Lying down on the floor, facing away from the fire, Malik, objectively, knew that the old lady wouldn't be able to hurt him, that he couldn't die here again, and that he would be able to wake up if she tried to do anything to him, and that she was also a lying coward.
But it still scared him to be rooming with a murderer.
How the fuck did this old woman kill somebody?
She looked like any other old lady with the way she dressed, the way she spoke, and the way she acted. If she came into his shop, he wouldn't even be expecting any trouble from him. He would be slightly annoyed and be wondering if she were the lonely, chatty sort, mourning how her children and grandchildren never visited her anymore, and needed an outlet to unload all her problems, using him as a personal therapist.
Grandma was the only old person that Malik liked, and she also happened to hate those types chatty ones too, along with the snobbish, entitled types.
Malik clenched his shaking hands, remembering Grandma.
He couldn't stop the shaking, those shivers wracking through his entire body, the heat of the fire doing nothing to stop them.
He wondered how she was coping with the death of her last remaining relative. He wondered if his old room had been cleared out. He wondered whether all his old games had been sold off at the first available opportunity, just like he had always been threatened with. His posters were probably all gone as well, the old bedspreads washed, ironed, and folded away into the cupboards.
Hot tears rand down his face, his hands too uncoordinated to do anything about his wet cheeks, or his itchy eyes. He was much more likely to poke an eye out than do anything.
Malik wondered where all his high school football medals would be displayed. Would they be placed on the mantle piece, alongside the framed photo of Grandpa and his county football medal, or on her bedside table, alongside the rose gold watch that he had bought her for their fiftieth anniversary. Maybe his football medal would be on the mantlepiece, while Malik's present to her, for her seventieth birthday, when he was in primary school, a snow globe with dancing penguins inside, would be one of the last things that she would see before she went to sleep.
He curled up tighter into a ball, bringing his legs closer to his body, too aware that his position somewhat compromised his motion. He didn't care, the need for comfort - against the painful, clenching white hot pain in his chest - too great.
He had bought it on a school trip, and had asked money from all his friends to buy it, knowing that penguins were his Grandma's favourite animal. He had spent weeks, afterwards, trying to repay all his friends back with the pocket money that he got weekly. When Grandma had found out what he had done, she had burst out laughing at him, tears pooling at the corner of her eyes, before pulling him into a humungous hug and patting his head. She gave him all the money he needed the following Monday, and he paid all his friends back on that one day.
Malik felt something in his chest tear into two, and found himself wanting to refrain from swearing, for just a little while.
He wondered what his funeral was like. He wondered if Grandma's new boyfriend was there, holding her hand, and giving her a shoulder to cry on. He wondered whether his death would bring them closer together, or would drive them further apart.
He hoped that they would become closer. Grandma needed it, he thought to himself, finally with the strength to wipe his eyes dry.
There was nobody left to look after the shop anymore. There was nobody else to do the laundry, the hoovering, the dusting, taking the bins out, the recycling, the gardening, and the ironing.
Grandma was left alone now.
There was nobody left for her anymore. She had outlived everyone else in her family.
And Malik had left her all alone, because of one stupid mistake.
Because he hadn't bothered to clean up the puddle of water first, because he had been so preoccupied with what the electrician had done, he had slipped and fallen, and stupidly killed himself, angry.
This was all his fault.
And now he was suffering for it.
He needed to find a way back to Grandma.

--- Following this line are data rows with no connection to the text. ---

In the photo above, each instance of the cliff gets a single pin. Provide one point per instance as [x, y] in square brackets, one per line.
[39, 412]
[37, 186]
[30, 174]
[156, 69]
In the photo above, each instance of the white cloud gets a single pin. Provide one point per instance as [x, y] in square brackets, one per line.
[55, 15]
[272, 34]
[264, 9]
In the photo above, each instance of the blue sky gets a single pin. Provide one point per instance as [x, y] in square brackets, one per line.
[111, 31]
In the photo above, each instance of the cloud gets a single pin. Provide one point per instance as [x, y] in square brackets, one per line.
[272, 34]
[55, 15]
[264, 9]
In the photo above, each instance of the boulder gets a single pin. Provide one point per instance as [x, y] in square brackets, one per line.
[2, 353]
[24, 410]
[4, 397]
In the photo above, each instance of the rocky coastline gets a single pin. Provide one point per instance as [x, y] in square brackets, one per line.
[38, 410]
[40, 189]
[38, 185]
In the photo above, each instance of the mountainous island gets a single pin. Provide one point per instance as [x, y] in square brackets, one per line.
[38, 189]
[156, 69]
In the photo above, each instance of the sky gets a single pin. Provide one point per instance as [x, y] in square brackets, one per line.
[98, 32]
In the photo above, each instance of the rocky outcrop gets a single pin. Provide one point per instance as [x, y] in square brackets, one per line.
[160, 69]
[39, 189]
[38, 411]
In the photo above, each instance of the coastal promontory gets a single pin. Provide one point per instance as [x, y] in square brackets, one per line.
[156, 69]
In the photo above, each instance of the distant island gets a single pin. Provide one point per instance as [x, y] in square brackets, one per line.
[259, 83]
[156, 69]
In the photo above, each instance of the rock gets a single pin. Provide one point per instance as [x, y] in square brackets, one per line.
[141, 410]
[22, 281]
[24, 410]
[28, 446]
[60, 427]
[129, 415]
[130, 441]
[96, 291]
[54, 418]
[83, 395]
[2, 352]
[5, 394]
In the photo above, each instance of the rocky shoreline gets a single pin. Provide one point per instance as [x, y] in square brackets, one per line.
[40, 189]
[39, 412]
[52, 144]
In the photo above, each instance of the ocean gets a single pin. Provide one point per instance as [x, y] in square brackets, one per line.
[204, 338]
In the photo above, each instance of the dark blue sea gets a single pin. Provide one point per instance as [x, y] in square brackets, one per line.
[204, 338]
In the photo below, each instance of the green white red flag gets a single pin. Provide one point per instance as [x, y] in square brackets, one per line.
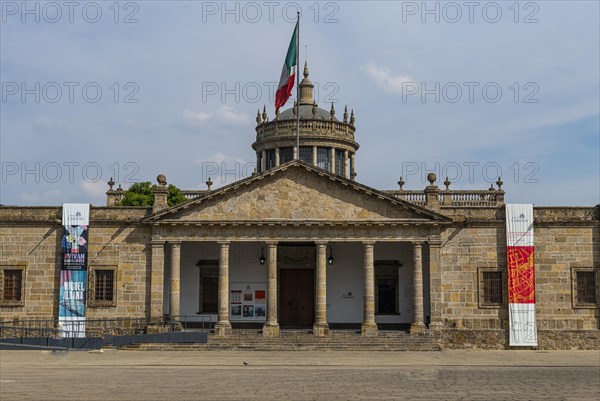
[288, 73]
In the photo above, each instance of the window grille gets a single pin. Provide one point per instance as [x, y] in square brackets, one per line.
[492, 287]
[13, 282]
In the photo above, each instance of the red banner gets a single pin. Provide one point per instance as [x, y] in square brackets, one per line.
[521, 281]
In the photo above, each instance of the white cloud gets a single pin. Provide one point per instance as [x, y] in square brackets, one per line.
[224, 115]
[95, 190]
[232, 116]
[384, 77]
[42, 198]
[199, 117]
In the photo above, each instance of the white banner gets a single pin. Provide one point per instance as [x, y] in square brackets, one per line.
[73, 271]
[521, 275]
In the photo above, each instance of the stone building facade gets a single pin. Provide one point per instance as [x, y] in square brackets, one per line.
[301, 243]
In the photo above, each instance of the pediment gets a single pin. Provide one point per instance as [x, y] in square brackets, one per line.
[295, 192]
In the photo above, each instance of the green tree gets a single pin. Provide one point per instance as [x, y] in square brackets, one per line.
[140, 194]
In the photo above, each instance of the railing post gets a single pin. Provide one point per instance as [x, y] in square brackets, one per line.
[432, 193]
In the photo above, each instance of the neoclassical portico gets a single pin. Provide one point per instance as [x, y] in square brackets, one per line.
[302, 197]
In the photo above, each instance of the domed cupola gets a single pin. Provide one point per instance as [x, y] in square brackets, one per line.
[325, 141]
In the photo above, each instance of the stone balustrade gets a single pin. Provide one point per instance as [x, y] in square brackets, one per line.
[454, 198]
[280, 128]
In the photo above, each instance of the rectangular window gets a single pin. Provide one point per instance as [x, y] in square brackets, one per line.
[102, 286]
[270, 159]
[492, 287]
[13, 285]
[585, 287]
[324, 158]
[286, 155]
[306, 154]
[339, 162]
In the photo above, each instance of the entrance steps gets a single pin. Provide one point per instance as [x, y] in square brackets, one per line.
[304, 340]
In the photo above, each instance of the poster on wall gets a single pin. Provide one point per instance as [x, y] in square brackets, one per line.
[521, 275]
[248, 302]
[73, 269]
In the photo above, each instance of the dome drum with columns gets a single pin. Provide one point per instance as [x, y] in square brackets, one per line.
[325, 141]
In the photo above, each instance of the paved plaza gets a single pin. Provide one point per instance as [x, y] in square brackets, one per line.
[235, 375]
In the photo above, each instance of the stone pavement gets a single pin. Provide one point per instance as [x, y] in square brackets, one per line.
[448, 375]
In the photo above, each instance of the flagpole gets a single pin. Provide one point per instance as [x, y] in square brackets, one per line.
[298, 89]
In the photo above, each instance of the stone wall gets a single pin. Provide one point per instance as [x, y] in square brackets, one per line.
[565, 239]
[498, 339]
[30, 237]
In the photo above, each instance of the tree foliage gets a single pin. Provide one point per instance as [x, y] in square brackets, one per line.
[140, 194]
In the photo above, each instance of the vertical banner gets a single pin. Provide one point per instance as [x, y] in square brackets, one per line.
[73, 271]
[521, 275]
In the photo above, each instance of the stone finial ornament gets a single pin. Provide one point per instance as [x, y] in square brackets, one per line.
[401, 183]
[447, 183]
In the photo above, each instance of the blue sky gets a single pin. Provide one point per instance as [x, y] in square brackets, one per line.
[502, 87]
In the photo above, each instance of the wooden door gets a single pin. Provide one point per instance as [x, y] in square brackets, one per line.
[296, 297]
[210, 294]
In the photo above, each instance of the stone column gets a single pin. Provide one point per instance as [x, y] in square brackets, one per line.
[418, 325]
[223, 327]
[369, 327]
[321, 328]
[175, 300]
[346, 163]
[435, 285]
[157, 280]
[271, 327]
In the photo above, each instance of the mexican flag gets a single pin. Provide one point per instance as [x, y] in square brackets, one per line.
[288, 73]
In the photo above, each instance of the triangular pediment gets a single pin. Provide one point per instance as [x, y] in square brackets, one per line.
[298, 192]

He needed to know that she was alright, even as a ghost would be enough to warn her. He would happily use the blood of the annoying squirrels, in the park, to paint out his messages on her window.
He needed to speak to her. He needed to see her.
But to do that, he would need to survive this place first.
"Where's the scientist's room?" Malik asked the old lady, not bothering to even look at her.
He could here her huff out an arrogant laugh.
"First door on the right side next to the hall," she drolly stated, cruelty bleeding into her voice.
"Make no mistake. If you're here, then it means that you've killed somebody," the old crone laughed out, the creepy fucker sounding as if her voice box had been replaced by one that had been ripped out by a crow.
"The number of monsters that you see, are the number of people that you've killed. I only killed the one person, my sister," she went onto say, her face turning to face Malik.
To her, the boy truly was quite pathetic, rolling around in his denial over his own actions.
Here he was, trying to act all brave, when two minutes ago, he had been curling up like a toddler, and trying to stifle his crying. His façade of bravery was weak and pathetic.
At least she was aware that she was a coward, killing her sister to keep her husband to herself when he felt like leaving her for a younger, more naïve woman to have an affair with.